As far as being or not being Warhammer, it de facto largely is so at the moment, but being its own thing is indeed in the long-term pipeline. Mainly through the release of the full, completely reworked army books. So far, only Warriors of the Dark Gods (aka Chaos Mortals) have gotten theirs. I'd say it largely manages to do so, though the similarity will always be there because of the design goal to enable people to keep playing with their existing model collections.
I've used to say that T9A is community-driven in the same way the Soviet Union was: There is a vanguard party that ultimately answers to the community, but does its own thing day-to-day as it sees fit and considers itself to know best. A vanguard party that pretty much everyone can get into and involved with, but one in which you ultimately need the favour of those already on the top to really rise high.
I would say, though, that they are genuinely listening to feedback and considering it, even going to greater lengths than most to collect it. The issue is just the broad scope and objective of the entire project. To create a game that will be the new common standard in rank and file fantasy wargaming, like Warhammer once was. A universal fantasy rank and file wargame, or as close as one can be to such a thing. Which means having to please the broadest possible player population with the most diverse wants and preferences, which forces them to balance all kinds of conflicting objectives and priorities.

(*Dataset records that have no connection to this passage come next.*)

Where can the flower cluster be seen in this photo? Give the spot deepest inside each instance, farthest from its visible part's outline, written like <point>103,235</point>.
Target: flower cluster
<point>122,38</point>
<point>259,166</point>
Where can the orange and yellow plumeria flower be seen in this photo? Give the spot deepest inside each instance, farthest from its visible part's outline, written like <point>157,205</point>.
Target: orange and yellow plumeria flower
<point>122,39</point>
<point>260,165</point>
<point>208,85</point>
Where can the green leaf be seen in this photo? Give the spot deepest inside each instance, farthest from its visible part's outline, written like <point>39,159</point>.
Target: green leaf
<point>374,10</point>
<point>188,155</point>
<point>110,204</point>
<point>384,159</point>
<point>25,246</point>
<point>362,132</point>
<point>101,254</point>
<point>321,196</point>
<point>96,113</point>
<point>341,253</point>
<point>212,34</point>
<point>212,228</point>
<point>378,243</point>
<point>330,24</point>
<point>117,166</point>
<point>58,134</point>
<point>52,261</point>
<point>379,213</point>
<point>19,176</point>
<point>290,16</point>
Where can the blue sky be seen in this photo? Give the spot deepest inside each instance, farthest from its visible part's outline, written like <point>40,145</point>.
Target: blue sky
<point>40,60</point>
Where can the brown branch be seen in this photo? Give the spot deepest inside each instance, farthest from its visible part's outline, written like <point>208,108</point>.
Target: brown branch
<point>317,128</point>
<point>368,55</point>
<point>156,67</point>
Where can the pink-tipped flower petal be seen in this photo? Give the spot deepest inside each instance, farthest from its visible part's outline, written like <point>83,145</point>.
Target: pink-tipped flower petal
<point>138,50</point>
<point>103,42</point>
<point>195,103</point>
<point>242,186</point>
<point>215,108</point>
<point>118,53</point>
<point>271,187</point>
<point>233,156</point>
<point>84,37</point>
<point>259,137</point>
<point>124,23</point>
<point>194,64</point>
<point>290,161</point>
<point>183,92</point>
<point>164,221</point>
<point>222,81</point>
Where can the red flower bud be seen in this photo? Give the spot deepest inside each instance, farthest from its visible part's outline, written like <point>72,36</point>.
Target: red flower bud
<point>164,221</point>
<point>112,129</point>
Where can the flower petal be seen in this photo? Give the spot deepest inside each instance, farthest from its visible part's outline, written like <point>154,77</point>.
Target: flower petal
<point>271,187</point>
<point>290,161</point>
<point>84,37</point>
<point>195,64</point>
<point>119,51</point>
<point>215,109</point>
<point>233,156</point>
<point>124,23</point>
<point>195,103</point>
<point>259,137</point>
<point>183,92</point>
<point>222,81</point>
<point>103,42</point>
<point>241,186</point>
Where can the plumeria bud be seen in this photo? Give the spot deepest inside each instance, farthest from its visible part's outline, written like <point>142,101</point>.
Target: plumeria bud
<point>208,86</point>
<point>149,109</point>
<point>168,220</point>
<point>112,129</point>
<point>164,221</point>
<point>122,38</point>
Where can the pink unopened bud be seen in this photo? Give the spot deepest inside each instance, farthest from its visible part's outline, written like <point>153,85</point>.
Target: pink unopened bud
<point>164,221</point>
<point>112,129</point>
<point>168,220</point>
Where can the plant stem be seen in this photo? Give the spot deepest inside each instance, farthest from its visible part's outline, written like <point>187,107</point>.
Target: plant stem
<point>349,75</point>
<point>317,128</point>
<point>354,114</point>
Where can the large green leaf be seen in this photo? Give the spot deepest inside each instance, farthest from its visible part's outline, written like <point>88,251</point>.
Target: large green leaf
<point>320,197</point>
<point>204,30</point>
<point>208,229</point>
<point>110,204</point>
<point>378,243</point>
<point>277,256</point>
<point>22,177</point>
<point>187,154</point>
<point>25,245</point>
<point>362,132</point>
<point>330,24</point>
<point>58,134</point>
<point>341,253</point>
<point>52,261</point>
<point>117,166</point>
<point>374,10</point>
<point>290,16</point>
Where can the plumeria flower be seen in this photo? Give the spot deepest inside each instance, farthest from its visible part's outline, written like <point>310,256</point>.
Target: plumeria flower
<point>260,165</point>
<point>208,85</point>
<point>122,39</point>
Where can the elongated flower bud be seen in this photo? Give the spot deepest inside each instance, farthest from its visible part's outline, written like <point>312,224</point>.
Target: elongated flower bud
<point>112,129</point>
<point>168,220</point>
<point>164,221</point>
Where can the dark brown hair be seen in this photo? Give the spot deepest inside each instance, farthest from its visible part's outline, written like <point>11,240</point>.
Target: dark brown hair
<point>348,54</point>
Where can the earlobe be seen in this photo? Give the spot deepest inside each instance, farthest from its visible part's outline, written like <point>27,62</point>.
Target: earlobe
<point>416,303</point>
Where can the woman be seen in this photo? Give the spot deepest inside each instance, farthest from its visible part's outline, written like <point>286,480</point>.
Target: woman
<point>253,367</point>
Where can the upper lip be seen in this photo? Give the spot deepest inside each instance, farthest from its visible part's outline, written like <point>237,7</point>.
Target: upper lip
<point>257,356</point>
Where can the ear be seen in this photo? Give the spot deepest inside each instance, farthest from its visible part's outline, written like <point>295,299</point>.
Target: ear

Most of the time it's not a conflict between the wants of the wider community and the vision of a clique of insiders, but rather, between different factions within the community. That's before even considering differences in opinion among the insiders. I swear, for every prominent team member who has quit because of disagreement over the direction the project is going, there's another who has quit for exactly the opposite reason. The end result is a jack-of-all-trades game that probably has a good shot at becoming said universal fantasy rank and file wargame, but one that might not appeal to those with strong, precise and extreme preferences regarding game design philosophy.
As far as it comes to interaction between the team and the wider community, I think the recent mid-February hotfix to the 2.0 beta originally released in December shows both the best and the worst of that, of what the process can be at its best and what it can turn into at its worst.
For Empire, the hotfix was a case of everything going right. Empire ACS (Army Community Survey, the team members who process army subforum feedback into digestible pieces for the rules team) did a well-organized effort to collect feedback, arrange discussions and conduct polls, and presented their findings to the rules team, along with ready suggestions. The rules team delivered. All kinds of unused, overcosted things got points discounts, and the most controversial and ill-advised change (removal of great weapon knights) was undone. Everyone acted reasonably and in good faith, and gave the other entities involved in the process the benefit of the doubt. The result was well received and most people on all sides of the process were satisfied.
For Highborn Elves, the hotfix was a hot mess. In the original 2.0, they got some quite overpowered things, things that were received with rejoicing in the army community due to opening up new playstyles that weren't competitive before. Came hotfix time, the HbE ACS started off acting essentially as lawyers on behalf of their community, for why their new overpowered toys should be nerfed as little as possible, wasting both time and opportunity to advance proposals on nerfs that would have made them not OP but still retained their usefulness at enabling new playstyles. When they eventually came around to do just that, it was too late, they had wasted time that had been scarce to begin with. Miscommunications happened between the different involved teams and people who worked without much coordination, an ever-present potential problem when the project runs on lots of irregular part-time volunteer work and needs to be highly parallellized to make effective use of all that manpower. The resulting HbE hotfix wiped out much of the gains made by the 2.0 HbE betabook, was a mess not really liked by any of the involved parties, and caused a shitstorm on the HbE forum, made worse by the resignation in protest by one of their ACS guys.
Make of all that what you will. Me, I'm firmly in the T9A camp. Its imperfections aside, what it has achieved is truly remarkable. In view of what it has achieved, its issues are to me really first world problems of fantasy wargaming. We abided far worse for far longer from GW.